On Tuesday, around twenty ministers decided to demonstrate this support publicly, in a press conference. Representatives from Germany, the United Kingdom, Colombia, Kenya… Also present were the Spanish Minister for the Ecological Transition, Sara Aagesen. “I think we will do it,” he explained to the press after that conference. “Now is the time to overcome that turning point and have something concrete,” the Spaniard added regarding the need to promote this roadmap to leave fossil fuels behind.
For now, the draft distributed by the COP Presidency includes this mention of the roadmap or map of the way forward. The need to end public support for fossil fuels is also mentioned, another of the points on which Aagesen influenced.
“The roadmap is essential,” explained Colombia’s Environment Minister, Irene Vélez Torre. This country knows this well, because it is a producer of oil and coal, and is committed to putting an end to these extractions. A roadmap is not only a necessity to fight climate change – fossil fuels are the main cause of warming – but also to ensure that producing countries and whose economies depend on these exports can have a just transition.

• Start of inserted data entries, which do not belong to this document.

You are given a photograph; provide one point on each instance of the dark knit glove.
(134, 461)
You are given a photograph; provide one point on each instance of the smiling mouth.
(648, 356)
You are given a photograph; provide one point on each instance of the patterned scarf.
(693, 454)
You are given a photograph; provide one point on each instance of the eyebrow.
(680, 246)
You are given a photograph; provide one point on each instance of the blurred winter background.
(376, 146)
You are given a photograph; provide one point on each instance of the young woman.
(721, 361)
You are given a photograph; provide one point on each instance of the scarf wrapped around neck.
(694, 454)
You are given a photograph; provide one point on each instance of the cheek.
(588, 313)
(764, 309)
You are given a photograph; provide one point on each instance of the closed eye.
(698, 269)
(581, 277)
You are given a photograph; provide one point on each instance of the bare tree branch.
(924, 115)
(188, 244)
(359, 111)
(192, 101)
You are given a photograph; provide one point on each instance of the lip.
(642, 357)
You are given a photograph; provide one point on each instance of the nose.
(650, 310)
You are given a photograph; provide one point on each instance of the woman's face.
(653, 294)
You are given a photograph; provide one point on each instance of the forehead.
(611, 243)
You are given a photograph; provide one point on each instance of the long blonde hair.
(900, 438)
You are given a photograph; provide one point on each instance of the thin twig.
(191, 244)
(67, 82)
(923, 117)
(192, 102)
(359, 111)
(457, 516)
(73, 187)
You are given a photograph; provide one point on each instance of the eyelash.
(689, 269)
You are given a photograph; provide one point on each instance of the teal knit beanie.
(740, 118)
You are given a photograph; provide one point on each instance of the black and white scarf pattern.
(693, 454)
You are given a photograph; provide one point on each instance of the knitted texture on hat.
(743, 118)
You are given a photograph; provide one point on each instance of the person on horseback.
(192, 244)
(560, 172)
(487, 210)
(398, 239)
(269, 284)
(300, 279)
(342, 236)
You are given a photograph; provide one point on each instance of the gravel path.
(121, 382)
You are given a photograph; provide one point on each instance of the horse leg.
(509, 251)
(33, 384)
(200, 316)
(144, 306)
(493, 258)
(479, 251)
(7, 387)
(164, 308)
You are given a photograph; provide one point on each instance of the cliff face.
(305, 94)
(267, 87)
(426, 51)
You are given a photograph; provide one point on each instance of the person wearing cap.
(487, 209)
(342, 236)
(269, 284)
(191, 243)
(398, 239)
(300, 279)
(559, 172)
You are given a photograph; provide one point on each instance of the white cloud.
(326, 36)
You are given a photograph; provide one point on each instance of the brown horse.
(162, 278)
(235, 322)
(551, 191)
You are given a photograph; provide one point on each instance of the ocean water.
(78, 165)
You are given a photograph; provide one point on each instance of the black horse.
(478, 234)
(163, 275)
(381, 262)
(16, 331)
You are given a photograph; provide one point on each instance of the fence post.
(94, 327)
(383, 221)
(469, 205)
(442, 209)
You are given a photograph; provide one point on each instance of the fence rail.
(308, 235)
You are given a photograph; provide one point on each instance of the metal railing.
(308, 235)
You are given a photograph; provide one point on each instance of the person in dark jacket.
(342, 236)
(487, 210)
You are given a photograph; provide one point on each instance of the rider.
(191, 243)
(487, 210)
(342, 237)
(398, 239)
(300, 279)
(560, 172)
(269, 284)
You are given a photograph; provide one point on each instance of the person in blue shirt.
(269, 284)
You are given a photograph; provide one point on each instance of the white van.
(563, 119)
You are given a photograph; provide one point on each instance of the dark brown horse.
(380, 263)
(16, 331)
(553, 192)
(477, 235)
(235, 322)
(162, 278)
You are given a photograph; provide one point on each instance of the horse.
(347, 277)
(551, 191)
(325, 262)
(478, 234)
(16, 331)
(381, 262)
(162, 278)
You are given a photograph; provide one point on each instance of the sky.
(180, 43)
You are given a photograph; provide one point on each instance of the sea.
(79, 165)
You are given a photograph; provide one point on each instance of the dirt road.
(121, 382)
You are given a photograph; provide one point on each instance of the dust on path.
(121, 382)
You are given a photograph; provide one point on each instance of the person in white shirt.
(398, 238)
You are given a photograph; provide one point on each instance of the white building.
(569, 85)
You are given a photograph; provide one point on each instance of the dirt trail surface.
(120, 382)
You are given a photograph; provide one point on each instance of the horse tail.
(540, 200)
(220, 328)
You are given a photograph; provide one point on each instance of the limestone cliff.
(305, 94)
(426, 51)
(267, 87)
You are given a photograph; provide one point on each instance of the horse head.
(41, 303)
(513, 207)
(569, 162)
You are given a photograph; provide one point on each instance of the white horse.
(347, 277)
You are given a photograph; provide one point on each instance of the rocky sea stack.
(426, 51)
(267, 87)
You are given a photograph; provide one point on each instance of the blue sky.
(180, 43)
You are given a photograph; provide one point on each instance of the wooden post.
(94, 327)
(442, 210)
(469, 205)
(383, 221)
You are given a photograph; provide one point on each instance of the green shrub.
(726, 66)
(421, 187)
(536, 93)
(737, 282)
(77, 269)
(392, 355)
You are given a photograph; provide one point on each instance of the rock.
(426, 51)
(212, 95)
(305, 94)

For now, the fight is focused on getting a mandate from this summit to develop the roadmap in upcoming conferences. But just the mention of fossil fuels has set off alarm bells in climate change negotiations for more than three decades. Because ever since the United Nations Framework Convention on Climate Change, on which these COPs and the Paris Agreement depend, was signed in 1992, legislation to end greenhouse gas emissions has been talked about and talked about. But its main causes, fuels and the need to move away from them, were not directly mentioned until the 2023 summit, which was held in Dubai. There the countries agreed, to the surprise of many, on a statement that advocated leaving them behind.
At last year’s event, in Baku, it was not possible to recover that mention. Indeed, the host, Azerbaijani President Ilham Aliyev, described the fuel as “a gift from God” just a year ago at the opening of COP29 in Baku.
Now, in Brazil, Lula has launched the challenge, which more than 20 countries have publicly taken up in an initiative promoted by the Marchall Islands. It is expected that other nations will join in the next few hours. Some analysts put the support at more than six dozen.
But the key is not in those who subscribe to it, but in those who reject it. In previous nominations, oil-producing countries, led by Saudi Arabia, have blocked references to oil, gas and coal, arguing that they should only talk about emissions. For now they remain silent. But Aagesen insisted this Tuesday that what they intend to do now at COP30 is to give continuity to something already agreed at the Dubai summit: how to leave behind the fossil fuels that are at the origin of the climate crisis.